Starks‘ veteran status will be front and center Wednesday as the Hoyas take on Liberty at Verizon Center in a regional round game of the Legends Classic. Sophomore standout Otto Porter may miss the contest after suffering a head injury in the season opener against Duquesne.

“Going from a young guy to an old guy in a year plays a huge factor,” Starks said. “It forces you to grow up, but you also have to reflect on your experiences in that short period of time to figure out what has gotten you through those tough times. The spotlight — it is what it is, and it is what you make of it.

“If you flourish, people will love you. If you don’t, then you’re going to be sitting here. I’m glad that I put in the work I did this summer. I’m glad to finally show and prove.”

Georgetown coach John Thompson III is comfortable where Starks is on the development scale, saying that outside forces often put too much pressure on young players to succeed.

“He’s still growing up,” Thompson said. “We want immediate gratification, and we don’t understand or accept, ‘OK, this kid is a freshman, then sophomore year he’s going to be a little different, junior year a little different and senior year is tremendously different than his freshman year.’ I think Markel is going through the natural maturation and growth process. In this day and age, we’re looking for the finished piece too early.”

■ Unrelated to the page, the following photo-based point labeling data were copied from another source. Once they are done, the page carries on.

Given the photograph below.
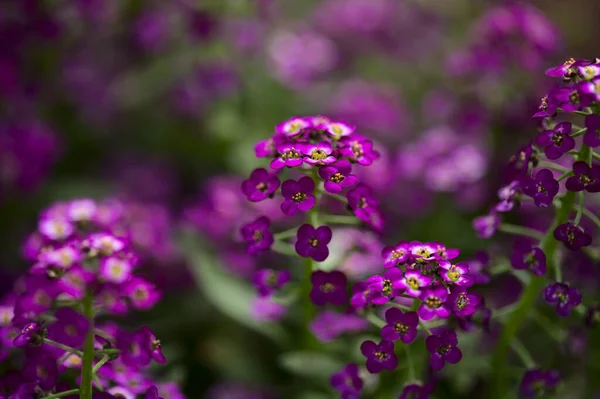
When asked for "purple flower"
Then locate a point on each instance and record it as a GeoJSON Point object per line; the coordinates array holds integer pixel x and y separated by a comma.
{"type": "Point", "coordinates": [564, 297]}
{"type": "Point", "coordinates": [537, 382]}
{"type": "Point", "coordinates": [338, 176]}
{"type": "Point", "coordinates": [443, 349]}
{"type": "Point", "coordinates": [433, 303]}
{"type": "Point", "coordinates": [413, 281]}
{"type": "Point", "coordinates": [556, 141]}
{"type": "Point", "coordinates": [298, 196]}
{"type": "Point", "coordinates": [486, 226]}
{"type": "Point", "coordinates": [455, 273]}
{"type": "Point", "coordinates": [257, 235]}
{"type": "Point", "coordinates": [312, 243]}
{"type": "Point", "coordinates": [395, 255]}
{"type": "Point", "coordinates": [260, 185]}
{"type": "Point", "coordinates": [528, 257]}
{"type": "Point", "coordinates": [379, 356]}
{"type": "Point", "coordinates": [318, 154]}
{"type": "Point", "coordinates": [591, 137]}
{"type": "Point", "coordinates": [585, 178]}
{"type": "Point", "coordinates": [347, 382]}
{"type": "Point", "coordinates": [574, 237]}
{"type": "Point", "coordinates": [402, 326]}
{"type": "Point", "coordinates": [328, 287]}
{"type": "Point", "coordinates": [386, 287]}
{"type": "Point", "coordinates": [290, 155]}
{"type": "Point", "coordinates": [463, 303]}
{"type": "Point", "coordinates": [268, 280]}
{"type": "Point", "coordinates": [70, 327]}
{"type": "Point", "coordinates": [542, 189]}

Last year, the 6-foot-2 Starks started 25 games, averaging 7.1 points and 1.6 assists. He also only averaged 24.4 minutes, often finding himself on the bench for long stretches of games because of foul troubles and overly aggressive play.

“I was mostly just excited last year,” Starks said. “I had a lot of stupid fouls. I knew I was committing stupid fouls, but I was anxious. Moving forward, there’s no more anxiousness — you’re a vet out there. It’s time to step up.”

Starks also vowed to keep his emotions more in check after a couple of flare-ups, including an outburst directed at Thompson in a loss at Seton Hall last year, put him in the doghouse.

“We’re not going to try and harness him,” Thompson said. “That’s his strength. His passion, his enthusiasm is infectious. I don’t think harnessing his passion has to be synonymous with getting more consistent play.”

In the opener, Starks tallied nine points in 32 minutes and was involved in several critical plays, draining a 3-pointer to give the Hoyas an 11-point lead with six minutes to play and then teaming with fellow junior Nate Lubick on a perfectly executed back-cut play to help Georgetown hang on against Duquesne.

Starks is hoping that through hard work, the chatter around his play and the Hoyas will grow louder throughout the conference and nation.

“It’s going to be a good year, hopefully exciting. We’re young,” he said. “We’re going to take some lumps, but hopefully we can pull it together. We know what we’re capable of. I think a lot of your questions [about me] will be answered this year.”